As the region celebrates Basant Panchami on Saturday, residents of Chandigarh seem to be indifferent towards the festival that ushers in spring. Is it because the festival has arrived earlier than usual with winter yet to relent? Or is it just plain lack of interest?
Harbhajan Bajaj, an 80-year-old housewife, says, “Chandigarh is a city where festivals celebrated in the West such as Valentine’s Day or Mother’s Day would be celebrated but indigenous ones like Basant Panchami are just another day.”
City youngsters were surely oblivious to the festival of kites. Karan Nagpal, a college student, said, “I didn’t know it’s Basant Panchami. I thought it’s in the middle of February.”

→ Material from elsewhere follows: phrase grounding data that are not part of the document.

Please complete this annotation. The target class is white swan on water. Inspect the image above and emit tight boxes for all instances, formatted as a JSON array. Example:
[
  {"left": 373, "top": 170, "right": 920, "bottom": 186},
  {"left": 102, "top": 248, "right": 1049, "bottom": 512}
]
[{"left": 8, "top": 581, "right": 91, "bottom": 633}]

Sonia Khanda, who is pursuing her masters in mass communication from Panjab University, blames her generation for lack of interest in indigenous festivals. “We remember Indian festivals only for the holidays. There is no emotion attached to them,” she added.
Saraswati puja today
Local residents may not be clued in, but members of communities from other parts of the country, particularly Bengalis, are geared up for this festival. Neelkanth Das, who hails from West Bengal, said, “It’s an important festival for us. Saraswati puja is held on this day and we seek blessings of the goddess of learning on the occasion.”